As per the latest PCB data for the first week of August in the city, PM10 levels above 60 micrograms were recorded at 15 stations out of 31, and PM 2.5 levels were above 40 at Kokapet station. (Representational Image: PTI)
HYDERABAD: Air pollution is a significant factor for respiratory illnesses in the country, Union Minister of State for Health Prof. Satya Pal Singh Baghel reiterated in the Lok Sabha recently.
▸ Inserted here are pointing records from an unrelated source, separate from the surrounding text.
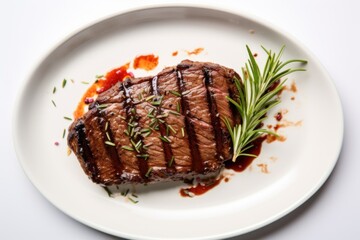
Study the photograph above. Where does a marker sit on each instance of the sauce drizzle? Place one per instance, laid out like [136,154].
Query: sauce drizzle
[243,162]
[101,85]
[146,62]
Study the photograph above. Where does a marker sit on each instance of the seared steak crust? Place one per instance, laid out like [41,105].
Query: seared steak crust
[166,127]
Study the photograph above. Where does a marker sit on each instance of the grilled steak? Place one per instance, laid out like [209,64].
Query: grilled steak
[166,127]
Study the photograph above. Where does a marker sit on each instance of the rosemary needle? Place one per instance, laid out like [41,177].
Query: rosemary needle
[256,96]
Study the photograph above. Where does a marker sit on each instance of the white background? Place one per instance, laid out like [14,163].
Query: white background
[328,28]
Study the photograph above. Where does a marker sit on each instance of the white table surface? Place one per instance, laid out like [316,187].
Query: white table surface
[330,29]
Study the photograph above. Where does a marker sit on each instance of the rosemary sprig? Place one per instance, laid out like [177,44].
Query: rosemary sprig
[257,91]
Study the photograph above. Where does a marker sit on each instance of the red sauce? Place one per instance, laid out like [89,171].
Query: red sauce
[101,85]
[196,51]
[146,62]
[243,162]
[199,188]
[263,167]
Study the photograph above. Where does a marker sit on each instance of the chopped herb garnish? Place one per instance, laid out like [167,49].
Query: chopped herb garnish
[151,110]
[144,130]
[174,113]
[134,195]
[148,172]
[171,128]
[171,161]
[175,93]
[110,143]
[127,148]
[147,134]
[143,156]
[108,191]
[165,139]
[149,98]
[64,83]
[102,106]
[162,115]
[133,201]
[125,193]
[108,136]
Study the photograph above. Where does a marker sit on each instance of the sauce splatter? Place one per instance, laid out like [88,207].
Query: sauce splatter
[196,51]
[200,188]
[146,62]
[278,116]
[243,162]
[286,123]
[101,85]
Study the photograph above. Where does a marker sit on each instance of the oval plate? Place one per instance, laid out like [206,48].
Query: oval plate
[296,168]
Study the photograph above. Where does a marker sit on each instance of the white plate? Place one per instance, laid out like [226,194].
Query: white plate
[252,199]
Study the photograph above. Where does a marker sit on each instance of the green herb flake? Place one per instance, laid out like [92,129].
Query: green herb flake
[148,172]
[174,113]
[146,156]
[149,98]
[134,195]
[133,200]
[108,136]
[171,128]
[64,83]
[256,97]
[107,190]
[125,193]
[171,161]
[165,139]
[175,93]
[102,106]
[110,143]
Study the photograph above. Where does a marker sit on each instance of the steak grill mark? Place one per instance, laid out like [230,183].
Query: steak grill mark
[162,128]
[197,163]
[131,115]
[215,118]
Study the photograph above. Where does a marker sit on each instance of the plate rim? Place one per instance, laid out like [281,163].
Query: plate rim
[212,7]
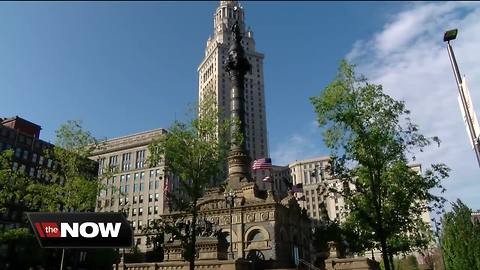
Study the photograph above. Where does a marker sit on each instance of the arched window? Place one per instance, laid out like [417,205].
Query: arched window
[255,235]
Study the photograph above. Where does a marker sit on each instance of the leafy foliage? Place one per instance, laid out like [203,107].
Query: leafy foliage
[461,239]
[372,137]
[69,182]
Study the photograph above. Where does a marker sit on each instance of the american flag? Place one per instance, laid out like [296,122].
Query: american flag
[267,179]
[262,164]
[298,188]
[166,188]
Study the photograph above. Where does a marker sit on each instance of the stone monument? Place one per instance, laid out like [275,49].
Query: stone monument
[259,230]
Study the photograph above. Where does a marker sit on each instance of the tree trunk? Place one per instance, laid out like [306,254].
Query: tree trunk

The minister that 76.8 per cent of the country's population was exposed to annual population-weighted mean PM (particulate matter) 2.5, which was greater than 40 micrograms per cubic metre, as specified by National Air Quality Standards. PM 2.5 is the deadliest variety, as it can penetrate deep into body tissues due to its small size.
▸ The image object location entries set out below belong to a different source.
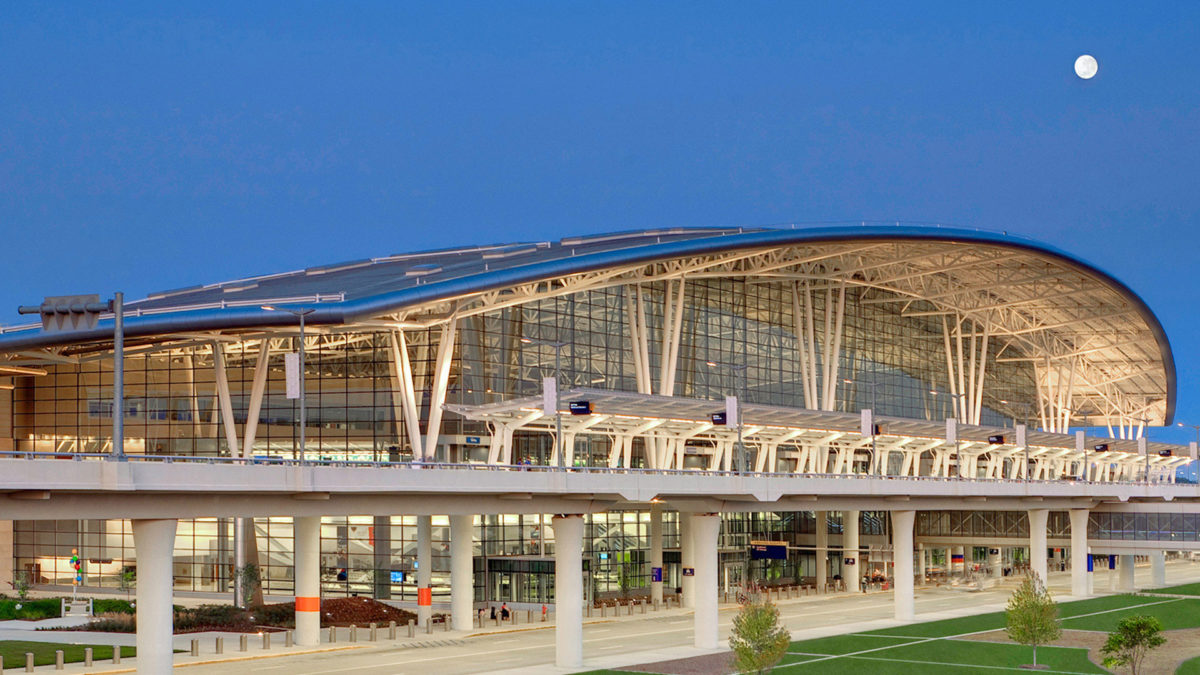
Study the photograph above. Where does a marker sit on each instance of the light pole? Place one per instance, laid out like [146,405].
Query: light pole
[1029,411]
[874,412]
[1197,426]
[300,312]
[737,392]
[961,405]
[558,395]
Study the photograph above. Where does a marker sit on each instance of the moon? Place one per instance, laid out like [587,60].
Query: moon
[1086,66]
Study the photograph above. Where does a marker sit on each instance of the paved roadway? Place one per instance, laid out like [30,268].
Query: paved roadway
[637,639]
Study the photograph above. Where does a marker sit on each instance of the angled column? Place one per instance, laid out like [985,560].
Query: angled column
[657,553]
[901,548]
[306,533]
[1158,569]
[569,591]
[922,554]
[822,524]
[706,530]
[851,571]
[1125,568]
[462,573]
[1080,586]
[687,561]
[1038,518]
[155,545]
[424,569]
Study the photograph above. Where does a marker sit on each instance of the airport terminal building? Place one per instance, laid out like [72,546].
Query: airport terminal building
[905,352]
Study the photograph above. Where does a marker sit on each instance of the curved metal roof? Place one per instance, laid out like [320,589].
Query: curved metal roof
[397,286]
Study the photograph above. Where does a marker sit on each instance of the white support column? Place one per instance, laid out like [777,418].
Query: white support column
[155,545]
[1125,579]
[441,380]
[687,561]
[851,571]
[223,400]
[706,531]
[1158,569]
[569,591]
[462,574]
[995,566]
[657,553]
[424,572]
[306,532]
[822,549]
[922,555]
[1038,518]
[1080,587]
[256,399]
[901,548]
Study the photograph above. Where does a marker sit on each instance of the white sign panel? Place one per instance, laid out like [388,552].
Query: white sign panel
[550,395]
[868,423]
[292,371]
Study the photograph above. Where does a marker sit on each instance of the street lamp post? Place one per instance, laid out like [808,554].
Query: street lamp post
[300,312]
[873,384]
[1029,411]
[558,394]
[739,393]
[961,405]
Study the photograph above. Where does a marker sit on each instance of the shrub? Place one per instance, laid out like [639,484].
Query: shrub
[759,641]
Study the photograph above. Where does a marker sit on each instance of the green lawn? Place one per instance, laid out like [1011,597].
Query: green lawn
[13,652]
[1189,667]
[945,656]
[922,649]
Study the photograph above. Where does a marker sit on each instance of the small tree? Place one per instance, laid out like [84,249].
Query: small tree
[1032,616]
[1128,645]
[757,639]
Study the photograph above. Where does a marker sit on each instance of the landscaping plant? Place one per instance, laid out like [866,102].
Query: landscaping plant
[1128,645]
[1032,616]
[759,641]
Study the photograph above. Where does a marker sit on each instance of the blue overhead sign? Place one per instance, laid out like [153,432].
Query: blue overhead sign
[768,550]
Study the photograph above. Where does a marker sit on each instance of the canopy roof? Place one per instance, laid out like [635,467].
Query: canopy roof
[1048,306]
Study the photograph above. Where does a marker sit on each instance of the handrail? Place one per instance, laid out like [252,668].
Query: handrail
[534,469]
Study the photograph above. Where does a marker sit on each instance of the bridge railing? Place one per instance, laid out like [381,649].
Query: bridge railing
[531,469]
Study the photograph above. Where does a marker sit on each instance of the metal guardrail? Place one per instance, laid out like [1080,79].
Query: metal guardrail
[539,469]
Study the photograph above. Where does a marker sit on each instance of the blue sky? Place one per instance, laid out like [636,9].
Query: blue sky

During Question Hour, Minister Baghel quoted a study by the Indian Council of Medical Research (ICMR) in collaboration with the Public Health Foundation of India (PHFI) and the Institute of Health Matrix and Evaluation (HME).
As per the latest PCB data for the first week of August in the city, PM10 levels above 60 micrograms were recorded at 15 stations out of 31, and PM 2.5 levels were above 40 at Kokapet station.
Dr Viswesvaran Balasubramaniam, consultant interventional pulmonology, told Deccan Chronicle that air pollution is equally harmful both indoors and outdoors.
"One should be careful as regards household air pollution stemming from the burning of biomass as it is a major cause of respiratory diseases. "
He said doctors were more concerned about the particulate matter in all the components of air pollution because it could enter the airways and lungs and cause conditions like asthma, coughing, difficulty in breathing, and COPD and lung abnormalities like cancer. Moreover, there is a higher risk of heart attacks. "Studies have also found that pregnant women when exposed to air pollution deliver premature babies," Dr Balasubramaniam said
Doctors said there was also a rise in seasonal allergic asthma and bronchitis in recent times due to the increase in air pollution levels and also people living in congested places, which lead to pneumonia.
Dr T. Pramod Kumar, a pulmonologist from Chest Hospital, said instances of COPD had increased by 20 per cent and affected non-smokers as well. The figures of non-smokers suffering from lung cancer have been on the rise. This is basically because of exposure to pollution and genetic predisposition, he said.
According to Dr Kumar, many doctors said that strict regulations, regular pollution checks and ensuring that vehicle emission levels did not cross the limit could help.